Computer Use Is Architecturally Different from Operator
Anthropic's Computer Use launched in public beta in October 2024 and has expanded steadily through 2025 and into 2026, with broader availability tied to Claude's tool-use API. The headline difference from OpenAI's Operator is architectural: Computer Use is a capability available to any Claude application that uses the tool-use API, not a single product surface. That means the brand-visibility implications differ depending on which Claude-powered application is doing the buying.
This page focuses on the most common flow: Claude (via claude.ai or a third-party Claude wrapper) using Computer Use to perform purchases on behalf of a user. We cover Claude's safety-driven authorization checkpoints, the patterns we see in brand selection, and what these mean for brands that want to appear and convert in Computer Use sessions.
Authorization Checkpoints Slow Conversions
Claude's constitutional safety layer surfaces explicitly during commerce flows. By default Claude Computer Use will not complete a purchase without confirming the order details with the user (item, quantity, price, shipping, total). This is unlike Operator, which can complete in autopilot for some flows once user authorization has been given upfront.
For brands, the practical consequence is that Computer Use sessions have a longer dwell-time on the checkout review page than Operator sessions do. The user, not the agent, makes the final commit. This raises two visibility questions. First, what does the order review page actually show? If your checkout page hides the brand name behind a SKU, hides shipping cost behind a click, or buries return policies in a footer, Claude will surface these omissions to the user, and conversion rates drop.
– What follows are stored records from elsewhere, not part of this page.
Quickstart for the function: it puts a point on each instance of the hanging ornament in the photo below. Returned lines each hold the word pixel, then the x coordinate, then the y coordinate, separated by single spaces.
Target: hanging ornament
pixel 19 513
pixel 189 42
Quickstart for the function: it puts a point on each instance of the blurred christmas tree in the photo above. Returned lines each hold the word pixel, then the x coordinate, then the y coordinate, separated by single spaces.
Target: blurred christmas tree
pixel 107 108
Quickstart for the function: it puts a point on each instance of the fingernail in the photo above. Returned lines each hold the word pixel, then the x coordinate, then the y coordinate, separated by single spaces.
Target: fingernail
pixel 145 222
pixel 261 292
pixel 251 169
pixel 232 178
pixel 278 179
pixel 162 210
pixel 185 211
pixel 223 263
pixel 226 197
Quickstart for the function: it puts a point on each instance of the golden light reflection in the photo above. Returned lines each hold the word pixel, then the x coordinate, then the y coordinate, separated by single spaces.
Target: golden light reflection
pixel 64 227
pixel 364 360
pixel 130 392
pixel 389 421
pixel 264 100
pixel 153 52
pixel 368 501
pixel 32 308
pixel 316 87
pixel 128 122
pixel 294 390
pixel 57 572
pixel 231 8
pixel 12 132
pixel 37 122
Second, how clearly is the brand identified at the moment of decision? Brands that appear as ambiguous third-party sellers in marketplaces lose more often in Computer Use review steps than they do in human checkout.
Claude's Brand-Selection Bias
Claude has known biases in candidate generation that carry through to Computer Use. Compared to ChatGPT, Claude tends to surface fewer brands in its initial recommendation set, with more weight given to brands that have clear, consistent, and authoritative web presence. The implication is that Computer Use candidate sets are smaller and more concentrated at the top end. If your brand is not in Claude's recommendation distribution for the relevant query, it is essentially invisible to Computer Use for that query.
The candidate sets are also more sensitive to source quality. Claude tends to weight Wikipedia, established editorial sources, and primary brand domains over aggregator sites. For brands, this means the recipe to appear in Claude is different from the recipe to appear in ChatGPT: investments in primary editorial coverage, Wikipedia entity work, and clear authoritative content on the brand domain pay off more in Claude than they do in ChatGPT.
What Computer Use Does Well in Commerce
Computer Use handles structured B2B and prosumer flows reliably: SaaS sign-up, subscription management, complex multi-step procurement on enterprise platforms. It handles consumer-style impulse purchases less reliably, partly because of the authorization checkpoints and partly because Claude's tone in user dialogue tends to slow down rather than push through ambiguous decisions. The brand-visibility implication is that B2B brands and prosumer SaaS get more relative visibility from Computer Use traffic than retail consumer brands do, when normalised for total session count.
Pages That Survive Claude's Review Step
The pages that perform well in the Computer Use review step share four properties. First, brand identity is visible above the fold on the order summary page, not hidden behind a SKU or a marketplace seller name. Second, total cost is fully itemised before the final confirmation, not revealed only after submission. Third, return and cancellation terms are linked from the order summary in a way that Claude can summarise to the user without leaving the page. Fourth, structured data (Schema.org Order, Offer) is correctly marked up so Claude can verify the order matches what was promised in the candidate stage.
Pages that lack any of these properties see disproportionate handbacks at the review step. The handback rate in our observed sample is roughly 2x to 3x higher for pages that fail any single one of these four properties, compared to pages that satisfy all four. The compound effect is that the worst-instrumented commerce pages essentially never convert in Computer Use, even when the brand wins the candidate-generation step.
What We Track for Brand Teams
Presenc AI tracks Computer Use-relevant signals across the same three layers as Operator: candidate generation in Claude responses, destination quality (with extra emphasis on brand-identity-visibility on order review pages), and review-step handback patterns where observable. The Claude-specific extension is candidate-generation tracking on Wikipedia and primary editorial sources, since those carry more weight in Claude than in other models. Together these answer whether a brand is winning or losing the Claude agent layer specifically.